Think of encryption as a locked combination safe for your data. You may be the only one who has the combination, or you may entrust it to select few close associates. The goal of a safe is to keep unauthorized people from gaining access to its content. They might be burglars attempting to steal valuable business information, employees trying to learn confidential salary information about their peers, or a fraudster who wants to gain confidential information in order to perpetrate a scam. In all cases, you want the safe to keep your stuff secure and keep out unauthorized people.

Now let's say I'm choosing a safe for my valuables. Do I choose Safe Number One that's advertised to have half-inch steel walls, an inch-thick door, six locking bolts, and is tested by an independent agency to confirm that the contents will survive for two hours in a fire? Or, do I choose for Safe Number Two, a safe the vendor simply says to trust, because the design details of the safe are a trade secret?

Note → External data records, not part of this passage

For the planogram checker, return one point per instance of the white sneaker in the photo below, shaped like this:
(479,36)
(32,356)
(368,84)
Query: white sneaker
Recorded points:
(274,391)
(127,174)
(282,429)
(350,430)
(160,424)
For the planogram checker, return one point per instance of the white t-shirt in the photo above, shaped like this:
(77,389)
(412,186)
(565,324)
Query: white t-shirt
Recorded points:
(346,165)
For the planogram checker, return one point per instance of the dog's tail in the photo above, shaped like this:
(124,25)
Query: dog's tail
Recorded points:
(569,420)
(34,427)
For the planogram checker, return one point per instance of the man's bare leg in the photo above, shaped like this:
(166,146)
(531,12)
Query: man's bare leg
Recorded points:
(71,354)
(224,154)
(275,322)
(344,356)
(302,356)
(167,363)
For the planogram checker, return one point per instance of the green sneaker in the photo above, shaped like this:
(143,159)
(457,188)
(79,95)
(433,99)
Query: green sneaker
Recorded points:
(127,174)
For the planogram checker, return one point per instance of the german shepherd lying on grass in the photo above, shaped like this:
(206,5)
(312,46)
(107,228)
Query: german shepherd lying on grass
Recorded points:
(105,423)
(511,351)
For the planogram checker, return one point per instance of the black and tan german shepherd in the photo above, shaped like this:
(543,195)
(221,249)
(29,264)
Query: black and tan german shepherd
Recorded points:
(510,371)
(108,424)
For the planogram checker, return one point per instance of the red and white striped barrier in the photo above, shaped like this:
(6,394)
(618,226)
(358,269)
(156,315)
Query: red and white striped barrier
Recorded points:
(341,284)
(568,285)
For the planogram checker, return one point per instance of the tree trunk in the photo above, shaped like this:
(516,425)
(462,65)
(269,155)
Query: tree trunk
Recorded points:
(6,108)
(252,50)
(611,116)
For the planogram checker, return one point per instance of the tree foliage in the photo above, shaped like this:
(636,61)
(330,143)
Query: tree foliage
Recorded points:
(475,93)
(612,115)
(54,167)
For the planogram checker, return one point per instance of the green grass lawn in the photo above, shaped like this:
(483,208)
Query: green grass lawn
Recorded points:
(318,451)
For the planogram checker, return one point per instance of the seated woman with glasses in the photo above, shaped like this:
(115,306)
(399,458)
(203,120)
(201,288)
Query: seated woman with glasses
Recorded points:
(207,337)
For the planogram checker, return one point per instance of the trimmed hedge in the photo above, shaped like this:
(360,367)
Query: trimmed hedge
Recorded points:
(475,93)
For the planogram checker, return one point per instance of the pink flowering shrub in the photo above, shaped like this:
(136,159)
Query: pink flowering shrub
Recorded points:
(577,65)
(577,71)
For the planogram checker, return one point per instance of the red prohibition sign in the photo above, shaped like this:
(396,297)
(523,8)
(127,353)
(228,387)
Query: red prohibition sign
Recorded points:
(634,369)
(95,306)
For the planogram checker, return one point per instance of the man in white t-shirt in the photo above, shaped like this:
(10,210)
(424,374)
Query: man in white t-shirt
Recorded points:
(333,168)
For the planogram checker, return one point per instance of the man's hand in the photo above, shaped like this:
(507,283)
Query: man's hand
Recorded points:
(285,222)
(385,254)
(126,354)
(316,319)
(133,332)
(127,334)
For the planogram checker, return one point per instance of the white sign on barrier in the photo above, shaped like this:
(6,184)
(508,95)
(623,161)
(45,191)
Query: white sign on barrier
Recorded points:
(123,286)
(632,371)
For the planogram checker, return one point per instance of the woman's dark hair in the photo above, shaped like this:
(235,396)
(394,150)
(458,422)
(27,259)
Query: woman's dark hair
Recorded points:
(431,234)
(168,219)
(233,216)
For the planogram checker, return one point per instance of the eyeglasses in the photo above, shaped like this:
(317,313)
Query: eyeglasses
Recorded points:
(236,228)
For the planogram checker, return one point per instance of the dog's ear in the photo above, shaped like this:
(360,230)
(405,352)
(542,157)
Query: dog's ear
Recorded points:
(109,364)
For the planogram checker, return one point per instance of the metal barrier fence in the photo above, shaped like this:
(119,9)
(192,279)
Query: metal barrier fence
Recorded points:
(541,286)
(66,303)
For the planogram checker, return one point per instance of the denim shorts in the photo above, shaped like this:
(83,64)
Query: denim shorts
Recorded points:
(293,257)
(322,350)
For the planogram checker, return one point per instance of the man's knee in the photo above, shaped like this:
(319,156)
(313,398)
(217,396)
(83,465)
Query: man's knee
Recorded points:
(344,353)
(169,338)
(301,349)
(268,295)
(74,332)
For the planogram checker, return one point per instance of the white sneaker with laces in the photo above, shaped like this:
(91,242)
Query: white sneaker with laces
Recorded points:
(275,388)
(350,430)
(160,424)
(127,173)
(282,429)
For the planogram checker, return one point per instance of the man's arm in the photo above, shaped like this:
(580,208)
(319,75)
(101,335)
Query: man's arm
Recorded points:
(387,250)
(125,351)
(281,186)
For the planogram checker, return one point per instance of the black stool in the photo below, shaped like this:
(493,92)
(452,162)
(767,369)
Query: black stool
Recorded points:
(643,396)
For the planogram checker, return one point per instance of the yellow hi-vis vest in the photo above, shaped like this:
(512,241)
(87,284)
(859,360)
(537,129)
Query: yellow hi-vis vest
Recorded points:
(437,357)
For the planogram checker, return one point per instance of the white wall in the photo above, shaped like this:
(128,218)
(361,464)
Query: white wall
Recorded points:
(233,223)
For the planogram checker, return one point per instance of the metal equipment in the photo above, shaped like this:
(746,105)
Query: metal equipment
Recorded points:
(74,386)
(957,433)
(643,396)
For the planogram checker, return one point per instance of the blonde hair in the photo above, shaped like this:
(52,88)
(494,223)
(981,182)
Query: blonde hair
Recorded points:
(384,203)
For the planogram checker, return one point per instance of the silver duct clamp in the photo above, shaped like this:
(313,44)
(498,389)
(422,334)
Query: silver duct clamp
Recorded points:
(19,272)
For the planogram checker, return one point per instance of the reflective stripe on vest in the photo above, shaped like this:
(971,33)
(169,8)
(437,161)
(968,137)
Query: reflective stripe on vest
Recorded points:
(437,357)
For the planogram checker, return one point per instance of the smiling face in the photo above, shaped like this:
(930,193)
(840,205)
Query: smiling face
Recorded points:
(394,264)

It could be Safe Number Two is made of plywood and thin sheet metal. Or, it could be that it is stronger than Safe Number One, but the point is I have no idea.

Imagine you have the detailed plans and specifications of Safe Number One, sufficient to build an exact copy of that safe if you had the right materials and tools. Does that make Safe Number One less safe? No, it does not. The security of Safe Number One rests on two protections: the strength of the design and the difficulty of guessing my combination. Having the detailed plans helps me, or safe experts, determine how good the design is. It helps establish that the safe has no design flaws or a second "back door" combination other than my own chosen combination that opens the safe. Bear in mind that a good safe design allows the user to choose their own combination at random. Knowing the design should not at all help an attacker in guessing the random combination of a specific safe using that design.